Closed colospring closed 4 years ago

colospring commented 4 years ago

Hi, may I ask a question on using this package? I need to run a multinomial logistic regression with fixed effects. It seems that this package is the closest to what I want, but I don't know whether it can do this? if it can, then how to add fixed effects? I have read the package instructions but still don't understand it. Thank you very much!

melff commented 4 years ago

As you are certainly aware, in the econometrics of panel data, fixed effects are used to deal with heterogeneity between panels without the need to assume that the heterogeity is exogenous. In linear panel models for quantitative responses this can either be done by including group dummies into the model or by subtracting group means from the dependent and independent variables. In models for categorical dependent variables the "trick" of subtracting group means is not available.

For binary responses an alternative to the use of group dummies is conditional logit modelling (not in the sense of conditional logit modelling for discrete choices), however this approach becomes unwieldy with more than three panel waves.

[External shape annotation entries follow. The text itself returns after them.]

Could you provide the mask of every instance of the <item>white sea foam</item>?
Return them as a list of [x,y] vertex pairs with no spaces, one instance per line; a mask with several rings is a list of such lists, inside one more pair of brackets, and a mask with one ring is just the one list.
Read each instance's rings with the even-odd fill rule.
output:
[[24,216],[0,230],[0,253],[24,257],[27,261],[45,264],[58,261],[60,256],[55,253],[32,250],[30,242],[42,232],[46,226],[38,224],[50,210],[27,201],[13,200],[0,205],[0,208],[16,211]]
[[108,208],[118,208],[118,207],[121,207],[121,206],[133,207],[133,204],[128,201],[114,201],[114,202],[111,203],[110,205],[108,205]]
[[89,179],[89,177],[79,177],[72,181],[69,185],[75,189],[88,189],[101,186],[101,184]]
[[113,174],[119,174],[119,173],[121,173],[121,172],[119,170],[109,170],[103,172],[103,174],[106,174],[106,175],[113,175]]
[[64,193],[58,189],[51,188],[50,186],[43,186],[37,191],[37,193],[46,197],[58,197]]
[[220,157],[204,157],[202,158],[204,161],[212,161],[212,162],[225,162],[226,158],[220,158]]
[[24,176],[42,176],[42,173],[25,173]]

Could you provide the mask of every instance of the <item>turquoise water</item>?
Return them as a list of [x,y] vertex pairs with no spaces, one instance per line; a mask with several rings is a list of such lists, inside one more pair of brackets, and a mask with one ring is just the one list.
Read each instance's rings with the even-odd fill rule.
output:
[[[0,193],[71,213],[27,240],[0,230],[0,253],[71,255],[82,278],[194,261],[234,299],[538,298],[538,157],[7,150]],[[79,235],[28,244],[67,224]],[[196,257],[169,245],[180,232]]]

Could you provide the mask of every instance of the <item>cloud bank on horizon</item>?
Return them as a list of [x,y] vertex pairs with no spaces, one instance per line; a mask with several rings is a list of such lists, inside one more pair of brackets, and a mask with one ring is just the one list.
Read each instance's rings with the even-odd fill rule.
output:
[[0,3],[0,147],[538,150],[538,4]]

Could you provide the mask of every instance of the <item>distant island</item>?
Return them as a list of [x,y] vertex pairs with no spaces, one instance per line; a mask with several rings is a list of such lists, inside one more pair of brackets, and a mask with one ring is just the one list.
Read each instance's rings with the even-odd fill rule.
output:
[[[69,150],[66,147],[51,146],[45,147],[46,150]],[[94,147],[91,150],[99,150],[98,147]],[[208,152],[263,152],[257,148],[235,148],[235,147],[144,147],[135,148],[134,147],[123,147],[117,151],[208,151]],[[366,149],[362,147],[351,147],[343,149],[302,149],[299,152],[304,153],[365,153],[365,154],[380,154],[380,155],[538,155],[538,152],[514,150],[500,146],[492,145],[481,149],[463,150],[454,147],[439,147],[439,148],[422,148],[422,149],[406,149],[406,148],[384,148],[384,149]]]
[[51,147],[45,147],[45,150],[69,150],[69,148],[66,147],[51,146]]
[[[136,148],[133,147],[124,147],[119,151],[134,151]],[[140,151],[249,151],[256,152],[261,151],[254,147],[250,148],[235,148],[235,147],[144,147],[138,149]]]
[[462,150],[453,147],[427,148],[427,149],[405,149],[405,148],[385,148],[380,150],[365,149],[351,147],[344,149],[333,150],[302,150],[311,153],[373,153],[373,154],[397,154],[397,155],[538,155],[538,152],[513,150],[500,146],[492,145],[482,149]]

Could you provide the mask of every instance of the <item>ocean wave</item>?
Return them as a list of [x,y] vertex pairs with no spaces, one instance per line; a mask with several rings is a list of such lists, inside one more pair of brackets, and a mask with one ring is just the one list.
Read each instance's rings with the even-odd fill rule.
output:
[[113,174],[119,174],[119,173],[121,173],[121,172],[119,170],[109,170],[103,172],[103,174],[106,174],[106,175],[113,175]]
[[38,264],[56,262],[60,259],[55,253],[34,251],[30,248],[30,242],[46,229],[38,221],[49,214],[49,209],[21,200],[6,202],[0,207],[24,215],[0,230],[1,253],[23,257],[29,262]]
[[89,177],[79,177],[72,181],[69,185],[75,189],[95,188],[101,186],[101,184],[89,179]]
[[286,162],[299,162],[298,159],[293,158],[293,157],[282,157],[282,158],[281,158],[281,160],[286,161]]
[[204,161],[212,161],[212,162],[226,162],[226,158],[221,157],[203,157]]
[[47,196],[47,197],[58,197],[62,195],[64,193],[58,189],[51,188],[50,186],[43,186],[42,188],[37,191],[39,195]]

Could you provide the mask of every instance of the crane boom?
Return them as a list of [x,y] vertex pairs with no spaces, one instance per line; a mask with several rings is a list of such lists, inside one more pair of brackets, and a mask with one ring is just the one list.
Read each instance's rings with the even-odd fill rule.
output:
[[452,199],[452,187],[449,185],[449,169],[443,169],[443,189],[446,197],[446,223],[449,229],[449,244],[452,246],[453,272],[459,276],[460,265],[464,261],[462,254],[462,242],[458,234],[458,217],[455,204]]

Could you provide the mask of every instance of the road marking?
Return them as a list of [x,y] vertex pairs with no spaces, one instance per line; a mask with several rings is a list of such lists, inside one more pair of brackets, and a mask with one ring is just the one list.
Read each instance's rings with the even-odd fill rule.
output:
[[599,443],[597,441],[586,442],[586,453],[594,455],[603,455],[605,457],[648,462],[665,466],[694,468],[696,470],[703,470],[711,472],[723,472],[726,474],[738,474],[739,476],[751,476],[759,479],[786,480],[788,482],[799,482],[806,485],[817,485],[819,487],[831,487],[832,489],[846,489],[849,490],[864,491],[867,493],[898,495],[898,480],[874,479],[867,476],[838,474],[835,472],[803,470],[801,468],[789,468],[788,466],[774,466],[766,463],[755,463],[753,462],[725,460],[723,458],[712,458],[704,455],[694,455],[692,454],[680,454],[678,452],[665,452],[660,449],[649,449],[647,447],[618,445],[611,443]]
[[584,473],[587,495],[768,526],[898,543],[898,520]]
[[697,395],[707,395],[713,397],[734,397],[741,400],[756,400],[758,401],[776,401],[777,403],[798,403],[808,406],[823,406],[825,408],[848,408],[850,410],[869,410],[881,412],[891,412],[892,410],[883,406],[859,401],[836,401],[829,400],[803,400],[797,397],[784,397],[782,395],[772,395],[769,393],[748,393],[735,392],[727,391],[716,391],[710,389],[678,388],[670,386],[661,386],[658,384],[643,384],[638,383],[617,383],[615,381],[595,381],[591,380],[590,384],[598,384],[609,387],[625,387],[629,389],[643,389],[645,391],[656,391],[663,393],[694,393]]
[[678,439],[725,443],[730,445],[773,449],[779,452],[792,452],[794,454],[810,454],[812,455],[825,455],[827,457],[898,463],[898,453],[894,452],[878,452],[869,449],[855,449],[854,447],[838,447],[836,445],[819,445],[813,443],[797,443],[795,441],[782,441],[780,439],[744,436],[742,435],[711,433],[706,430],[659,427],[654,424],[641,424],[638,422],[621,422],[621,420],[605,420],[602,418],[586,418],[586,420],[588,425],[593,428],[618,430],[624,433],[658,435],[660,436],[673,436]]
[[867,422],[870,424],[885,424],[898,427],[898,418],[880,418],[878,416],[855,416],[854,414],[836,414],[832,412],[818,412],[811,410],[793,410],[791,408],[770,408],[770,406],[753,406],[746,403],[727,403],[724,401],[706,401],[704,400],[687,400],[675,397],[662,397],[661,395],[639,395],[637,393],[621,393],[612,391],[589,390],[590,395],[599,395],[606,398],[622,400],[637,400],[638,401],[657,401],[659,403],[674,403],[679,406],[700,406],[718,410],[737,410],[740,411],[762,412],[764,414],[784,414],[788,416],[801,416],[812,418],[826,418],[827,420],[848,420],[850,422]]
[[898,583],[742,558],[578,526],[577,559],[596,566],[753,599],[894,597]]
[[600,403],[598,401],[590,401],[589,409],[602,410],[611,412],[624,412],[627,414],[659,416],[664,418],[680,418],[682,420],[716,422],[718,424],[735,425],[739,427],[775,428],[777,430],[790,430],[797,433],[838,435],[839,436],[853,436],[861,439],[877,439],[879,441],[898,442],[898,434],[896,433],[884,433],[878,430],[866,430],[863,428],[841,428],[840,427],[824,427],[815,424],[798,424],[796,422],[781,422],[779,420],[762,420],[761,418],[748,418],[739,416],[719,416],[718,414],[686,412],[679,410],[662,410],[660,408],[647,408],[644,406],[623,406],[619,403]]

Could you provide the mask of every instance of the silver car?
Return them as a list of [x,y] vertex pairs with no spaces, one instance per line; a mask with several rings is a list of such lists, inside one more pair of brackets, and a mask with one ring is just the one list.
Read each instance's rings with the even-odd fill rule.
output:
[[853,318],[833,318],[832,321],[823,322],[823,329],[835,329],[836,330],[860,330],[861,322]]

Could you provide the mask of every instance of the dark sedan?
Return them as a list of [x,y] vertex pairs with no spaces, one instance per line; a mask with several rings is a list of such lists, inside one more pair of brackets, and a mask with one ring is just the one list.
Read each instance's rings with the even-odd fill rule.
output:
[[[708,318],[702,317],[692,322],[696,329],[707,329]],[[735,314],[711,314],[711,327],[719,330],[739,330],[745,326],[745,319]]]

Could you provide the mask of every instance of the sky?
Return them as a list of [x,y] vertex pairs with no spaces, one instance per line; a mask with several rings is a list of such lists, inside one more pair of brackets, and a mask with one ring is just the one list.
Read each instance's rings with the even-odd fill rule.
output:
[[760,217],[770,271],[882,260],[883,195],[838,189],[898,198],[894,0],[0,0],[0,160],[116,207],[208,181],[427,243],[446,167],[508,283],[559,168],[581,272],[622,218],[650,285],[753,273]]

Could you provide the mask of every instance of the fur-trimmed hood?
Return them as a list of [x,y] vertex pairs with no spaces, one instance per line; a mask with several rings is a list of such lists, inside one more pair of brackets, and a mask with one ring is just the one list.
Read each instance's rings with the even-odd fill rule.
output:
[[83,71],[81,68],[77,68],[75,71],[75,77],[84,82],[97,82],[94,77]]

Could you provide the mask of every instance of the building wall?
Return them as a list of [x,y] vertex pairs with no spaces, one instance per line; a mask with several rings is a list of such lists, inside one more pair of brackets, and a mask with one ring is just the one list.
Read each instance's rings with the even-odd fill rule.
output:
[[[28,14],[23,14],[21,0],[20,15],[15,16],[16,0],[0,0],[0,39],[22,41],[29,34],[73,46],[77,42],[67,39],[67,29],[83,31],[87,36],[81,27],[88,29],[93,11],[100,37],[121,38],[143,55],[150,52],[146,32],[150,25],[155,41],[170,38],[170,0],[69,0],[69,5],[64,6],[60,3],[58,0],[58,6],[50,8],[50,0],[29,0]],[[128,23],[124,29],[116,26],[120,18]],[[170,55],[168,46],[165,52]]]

The "conditional logit" models that mclogit supports are not intended as models for binary responses in panel data or a generalisation thereof, they are rather the conditional logit models for discrete choices introduced by McFadden in 1974.

As far as I understand it, the only way to model fixed effects with polychotomous categorical responses is to fit a model with group dummies. However, this can lead to convergence problems if the number of groups is very large.

I shall not rule out that there is a polychotomous generalisation of conditional logit models for binary panel data, and it would be great if it could be expressed in terms of discrete choice conditional logit models, but I am currently not aware of it.